With the acquisition of the Dutch company Pop Vriend Seeds on 1 July 2019, KWS entered into the vegetable seed business to become a leading supplier of vegetable seeds mid-term. PopVriend Seeds (PV) became KWS Vegetables Netherlands B.V. on October 1, 2024.
From 2024, KWS, is increasingly focusing on diversity and profitable growth and divested its corn business in South America and China.
In contrast to the calendar year, KWS has a fiscal year from 1 July to 30 June.

==Current portfolio==
KWS is developing new varieties and selling seeds of various crops: sugarbeet, corn, wheat, rye, barley, sorghum, sunflower and vegetables (melon, watermelon, cucumber, tomato, pepper, green bean and spinach).

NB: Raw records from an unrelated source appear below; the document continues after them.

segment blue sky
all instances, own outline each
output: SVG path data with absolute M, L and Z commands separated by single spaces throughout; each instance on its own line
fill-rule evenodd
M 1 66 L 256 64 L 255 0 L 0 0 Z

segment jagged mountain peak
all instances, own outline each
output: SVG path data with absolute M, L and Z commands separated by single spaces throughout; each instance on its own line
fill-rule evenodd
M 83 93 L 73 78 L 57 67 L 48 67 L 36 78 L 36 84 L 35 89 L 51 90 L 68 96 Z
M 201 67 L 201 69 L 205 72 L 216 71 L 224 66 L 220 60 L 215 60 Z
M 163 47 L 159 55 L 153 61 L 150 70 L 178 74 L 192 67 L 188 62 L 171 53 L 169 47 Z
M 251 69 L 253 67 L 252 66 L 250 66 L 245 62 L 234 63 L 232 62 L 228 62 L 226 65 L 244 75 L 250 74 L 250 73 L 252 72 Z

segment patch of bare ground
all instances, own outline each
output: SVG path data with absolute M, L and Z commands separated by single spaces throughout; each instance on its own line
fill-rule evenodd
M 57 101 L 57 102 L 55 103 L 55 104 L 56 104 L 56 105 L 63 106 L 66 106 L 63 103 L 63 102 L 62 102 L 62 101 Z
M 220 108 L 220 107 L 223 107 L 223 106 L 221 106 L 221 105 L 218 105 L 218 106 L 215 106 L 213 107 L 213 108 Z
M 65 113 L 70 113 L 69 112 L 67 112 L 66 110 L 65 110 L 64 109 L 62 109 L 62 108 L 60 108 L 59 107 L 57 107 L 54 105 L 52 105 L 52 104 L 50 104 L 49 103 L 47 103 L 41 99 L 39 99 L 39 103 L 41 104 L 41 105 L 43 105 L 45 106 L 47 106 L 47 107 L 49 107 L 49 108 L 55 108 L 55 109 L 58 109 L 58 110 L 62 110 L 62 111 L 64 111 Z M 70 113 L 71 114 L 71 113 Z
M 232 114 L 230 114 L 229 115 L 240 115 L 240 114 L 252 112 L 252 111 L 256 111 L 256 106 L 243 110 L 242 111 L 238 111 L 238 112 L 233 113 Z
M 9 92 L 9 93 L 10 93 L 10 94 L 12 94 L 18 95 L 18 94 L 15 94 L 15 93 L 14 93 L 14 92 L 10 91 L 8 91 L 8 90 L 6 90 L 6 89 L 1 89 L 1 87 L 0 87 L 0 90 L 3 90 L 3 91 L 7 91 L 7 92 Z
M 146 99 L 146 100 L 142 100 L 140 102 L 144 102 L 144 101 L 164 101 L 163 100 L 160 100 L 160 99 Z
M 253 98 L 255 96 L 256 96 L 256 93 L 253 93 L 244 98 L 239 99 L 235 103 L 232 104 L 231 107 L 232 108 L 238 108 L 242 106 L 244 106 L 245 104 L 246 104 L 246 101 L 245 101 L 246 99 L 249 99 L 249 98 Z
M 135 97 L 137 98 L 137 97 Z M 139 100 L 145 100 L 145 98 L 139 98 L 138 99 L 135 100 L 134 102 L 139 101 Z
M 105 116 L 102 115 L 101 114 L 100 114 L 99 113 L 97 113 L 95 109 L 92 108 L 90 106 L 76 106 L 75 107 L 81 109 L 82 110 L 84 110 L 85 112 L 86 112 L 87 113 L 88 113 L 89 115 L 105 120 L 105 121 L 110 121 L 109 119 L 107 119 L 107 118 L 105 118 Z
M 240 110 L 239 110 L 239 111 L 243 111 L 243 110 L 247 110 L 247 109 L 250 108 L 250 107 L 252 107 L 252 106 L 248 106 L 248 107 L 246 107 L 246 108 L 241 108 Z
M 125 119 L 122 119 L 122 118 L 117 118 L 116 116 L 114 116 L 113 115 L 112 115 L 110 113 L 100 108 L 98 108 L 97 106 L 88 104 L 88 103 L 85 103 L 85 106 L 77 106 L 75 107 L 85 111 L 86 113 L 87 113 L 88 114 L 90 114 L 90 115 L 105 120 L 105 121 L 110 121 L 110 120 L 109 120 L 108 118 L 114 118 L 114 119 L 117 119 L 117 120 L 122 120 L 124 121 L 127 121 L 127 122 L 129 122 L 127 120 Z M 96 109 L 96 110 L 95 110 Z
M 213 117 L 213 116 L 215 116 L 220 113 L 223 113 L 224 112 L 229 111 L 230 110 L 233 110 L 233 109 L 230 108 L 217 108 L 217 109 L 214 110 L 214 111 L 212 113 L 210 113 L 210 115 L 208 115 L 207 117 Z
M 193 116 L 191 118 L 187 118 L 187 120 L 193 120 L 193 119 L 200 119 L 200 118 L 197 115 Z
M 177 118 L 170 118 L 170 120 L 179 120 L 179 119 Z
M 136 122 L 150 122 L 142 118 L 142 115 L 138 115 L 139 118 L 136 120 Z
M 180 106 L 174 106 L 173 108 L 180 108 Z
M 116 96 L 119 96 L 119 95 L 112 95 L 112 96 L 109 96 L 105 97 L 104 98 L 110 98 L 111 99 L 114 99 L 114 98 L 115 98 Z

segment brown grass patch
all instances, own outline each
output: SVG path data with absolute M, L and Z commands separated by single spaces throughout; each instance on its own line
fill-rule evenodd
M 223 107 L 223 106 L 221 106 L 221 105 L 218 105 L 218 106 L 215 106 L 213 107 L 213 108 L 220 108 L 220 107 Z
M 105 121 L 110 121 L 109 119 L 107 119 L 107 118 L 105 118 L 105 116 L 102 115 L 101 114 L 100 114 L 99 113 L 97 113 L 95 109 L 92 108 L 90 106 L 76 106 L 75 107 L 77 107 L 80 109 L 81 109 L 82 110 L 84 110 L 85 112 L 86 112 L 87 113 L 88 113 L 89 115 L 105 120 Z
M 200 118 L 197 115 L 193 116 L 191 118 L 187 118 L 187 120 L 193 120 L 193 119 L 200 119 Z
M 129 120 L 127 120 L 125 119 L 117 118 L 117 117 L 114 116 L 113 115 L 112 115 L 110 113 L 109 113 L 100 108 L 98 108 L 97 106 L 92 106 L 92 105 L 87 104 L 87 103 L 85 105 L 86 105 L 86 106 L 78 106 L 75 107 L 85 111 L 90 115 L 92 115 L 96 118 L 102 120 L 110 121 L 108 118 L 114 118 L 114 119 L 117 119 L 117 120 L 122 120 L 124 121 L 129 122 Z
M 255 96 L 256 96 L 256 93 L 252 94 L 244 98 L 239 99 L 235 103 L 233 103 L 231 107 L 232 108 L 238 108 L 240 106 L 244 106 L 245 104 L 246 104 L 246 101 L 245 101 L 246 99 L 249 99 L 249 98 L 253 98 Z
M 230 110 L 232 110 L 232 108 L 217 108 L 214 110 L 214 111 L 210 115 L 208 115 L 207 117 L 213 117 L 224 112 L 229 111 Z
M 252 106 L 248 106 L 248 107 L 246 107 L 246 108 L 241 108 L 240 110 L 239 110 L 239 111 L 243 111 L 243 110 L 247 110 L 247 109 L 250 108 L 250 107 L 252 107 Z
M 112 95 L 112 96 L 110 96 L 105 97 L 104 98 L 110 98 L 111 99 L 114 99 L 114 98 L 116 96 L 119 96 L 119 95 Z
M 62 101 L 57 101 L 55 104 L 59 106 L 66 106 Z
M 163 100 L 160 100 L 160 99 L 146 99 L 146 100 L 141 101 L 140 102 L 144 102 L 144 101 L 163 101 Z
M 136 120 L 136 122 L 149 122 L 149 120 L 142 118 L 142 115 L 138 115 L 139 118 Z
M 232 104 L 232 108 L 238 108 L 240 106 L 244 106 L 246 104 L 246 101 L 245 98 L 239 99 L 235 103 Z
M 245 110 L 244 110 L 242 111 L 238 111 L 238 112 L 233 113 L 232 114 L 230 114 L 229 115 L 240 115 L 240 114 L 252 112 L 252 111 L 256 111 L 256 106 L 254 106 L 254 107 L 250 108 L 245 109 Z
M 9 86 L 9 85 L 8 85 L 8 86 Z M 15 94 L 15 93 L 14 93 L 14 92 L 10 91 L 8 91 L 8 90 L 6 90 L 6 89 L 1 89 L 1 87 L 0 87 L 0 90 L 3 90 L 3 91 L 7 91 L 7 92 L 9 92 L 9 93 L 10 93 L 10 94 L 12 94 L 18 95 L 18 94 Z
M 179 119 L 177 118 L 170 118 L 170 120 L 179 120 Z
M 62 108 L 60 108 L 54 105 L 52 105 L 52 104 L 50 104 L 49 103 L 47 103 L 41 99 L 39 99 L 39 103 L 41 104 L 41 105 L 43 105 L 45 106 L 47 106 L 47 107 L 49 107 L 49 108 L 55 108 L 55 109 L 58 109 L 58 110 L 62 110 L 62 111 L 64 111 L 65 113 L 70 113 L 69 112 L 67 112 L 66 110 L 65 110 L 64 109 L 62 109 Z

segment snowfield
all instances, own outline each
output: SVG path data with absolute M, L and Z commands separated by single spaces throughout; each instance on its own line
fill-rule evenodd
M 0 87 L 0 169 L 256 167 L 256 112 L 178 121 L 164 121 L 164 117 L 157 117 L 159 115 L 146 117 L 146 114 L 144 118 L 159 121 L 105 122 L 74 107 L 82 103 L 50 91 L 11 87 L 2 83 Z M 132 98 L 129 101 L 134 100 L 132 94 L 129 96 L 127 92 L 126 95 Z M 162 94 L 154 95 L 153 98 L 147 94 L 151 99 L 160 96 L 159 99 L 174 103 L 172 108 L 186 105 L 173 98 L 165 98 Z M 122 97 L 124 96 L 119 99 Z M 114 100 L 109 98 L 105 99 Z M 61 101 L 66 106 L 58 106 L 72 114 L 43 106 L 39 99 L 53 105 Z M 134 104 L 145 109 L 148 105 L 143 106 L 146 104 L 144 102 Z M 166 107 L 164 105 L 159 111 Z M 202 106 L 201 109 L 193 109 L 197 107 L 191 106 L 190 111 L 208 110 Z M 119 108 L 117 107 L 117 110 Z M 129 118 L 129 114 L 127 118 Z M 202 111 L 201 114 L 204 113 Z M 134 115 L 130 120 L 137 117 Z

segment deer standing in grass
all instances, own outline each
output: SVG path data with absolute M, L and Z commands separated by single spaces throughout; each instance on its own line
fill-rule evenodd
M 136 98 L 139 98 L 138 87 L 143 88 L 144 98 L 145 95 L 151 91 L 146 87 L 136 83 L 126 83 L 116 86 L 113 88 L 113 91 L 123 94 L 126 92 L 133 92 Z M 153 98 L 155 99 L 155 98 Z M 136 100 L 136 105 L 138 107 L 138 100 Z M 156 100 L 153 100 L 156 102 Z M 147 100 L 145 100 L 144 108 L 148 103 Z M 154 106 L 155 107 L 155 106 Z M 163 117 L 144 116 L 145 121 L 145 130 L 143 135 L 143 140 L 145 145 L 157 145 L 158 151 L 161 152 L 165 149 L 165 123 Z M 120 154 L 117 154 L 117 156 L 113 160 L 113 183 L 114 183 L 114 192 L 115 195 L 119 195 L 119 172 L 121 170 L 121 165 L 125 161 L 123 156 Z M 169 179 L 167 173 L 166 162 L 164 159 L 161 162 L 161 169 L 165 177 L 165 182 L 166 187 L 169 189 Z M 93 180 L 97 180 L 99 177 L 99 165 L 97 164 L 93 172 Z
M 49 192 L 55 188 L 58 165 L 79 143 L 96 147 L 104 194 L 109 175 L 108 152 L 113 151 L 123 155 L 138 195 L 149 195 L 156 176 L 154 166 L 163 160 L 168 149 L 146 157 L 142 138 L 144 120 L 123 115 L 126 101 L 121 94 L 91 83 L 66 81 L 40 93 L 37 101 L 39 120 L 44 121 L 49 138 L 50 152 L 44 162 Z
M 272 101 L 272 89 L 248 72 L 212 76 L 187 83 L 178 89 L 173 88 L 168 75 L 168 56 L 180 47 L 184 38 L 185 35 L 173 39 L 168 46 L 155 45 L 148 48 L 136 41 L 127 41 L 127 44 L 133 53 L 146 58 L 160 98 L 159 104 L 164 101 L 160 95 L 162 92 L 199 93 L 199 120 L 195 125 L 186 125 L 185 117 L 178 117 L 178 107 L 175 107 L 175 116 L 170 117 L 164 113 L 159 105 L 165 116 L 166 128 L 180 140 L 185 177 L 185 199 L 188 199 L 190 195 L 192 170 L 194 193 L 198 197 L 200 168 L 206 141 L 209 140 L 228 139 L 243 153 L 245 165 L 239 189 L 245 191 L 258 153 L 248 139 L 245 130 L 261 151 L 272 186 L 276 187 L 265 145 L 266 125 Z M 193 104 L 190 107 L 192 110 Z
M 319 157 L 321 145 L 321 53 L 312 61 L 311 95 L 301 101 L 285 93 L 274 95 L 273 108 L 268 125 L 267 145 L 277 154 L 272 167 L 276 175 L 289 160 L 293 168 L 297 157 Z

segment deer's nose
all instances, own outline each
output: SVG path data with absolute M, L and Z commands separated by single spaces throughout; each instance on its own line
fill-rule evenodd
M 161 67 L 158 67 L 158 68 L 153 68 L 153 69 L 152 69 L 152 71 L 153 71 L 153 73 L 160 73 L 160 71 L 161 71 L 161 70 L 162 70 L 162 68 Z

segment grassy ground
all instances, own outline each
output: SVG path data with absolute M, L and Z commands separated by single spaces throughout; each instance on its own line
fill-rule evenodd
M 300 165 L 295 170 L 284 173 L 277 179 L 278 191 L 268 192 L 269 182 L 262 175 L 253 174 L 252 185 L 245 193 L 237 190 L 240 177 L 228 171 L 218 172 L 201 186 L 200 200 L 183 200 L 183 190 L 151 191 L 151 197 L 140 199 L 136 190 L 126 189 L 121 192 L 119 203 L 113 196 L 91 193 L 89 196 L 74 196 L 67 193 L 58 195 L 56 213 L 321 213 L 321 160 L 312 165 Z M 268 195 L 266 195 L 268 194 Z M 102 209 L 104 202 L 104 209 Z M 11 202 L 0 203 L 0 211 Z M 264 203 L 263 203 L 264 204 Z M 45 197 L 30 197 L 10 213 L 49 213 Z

==Research and collaboration==
The company invested about 326 mio. € of its turnover in fiscal year 23/24 in research and development to develop new seed varieties adapted to agricultural requirements, climatic conditions and geological conditions. KWS uses various breeding methods such as cross & selection, line and hybrid breeding, digital phenotyping, genetic engineering and genome editing.

==Bibliography==
- Betina Meißner, "Planting Seeds for Success," Wallstein Publishing House, Göttingen, 2007, pp. 90–91.
- Detlef Diestel, "Sugar Refinery Klein Wanzleben from Foundation to 1917/18," in Landwirtschaft und Kapitalismus, Bd. 1, Teil 2, Berlin 1979, pp. 63–90.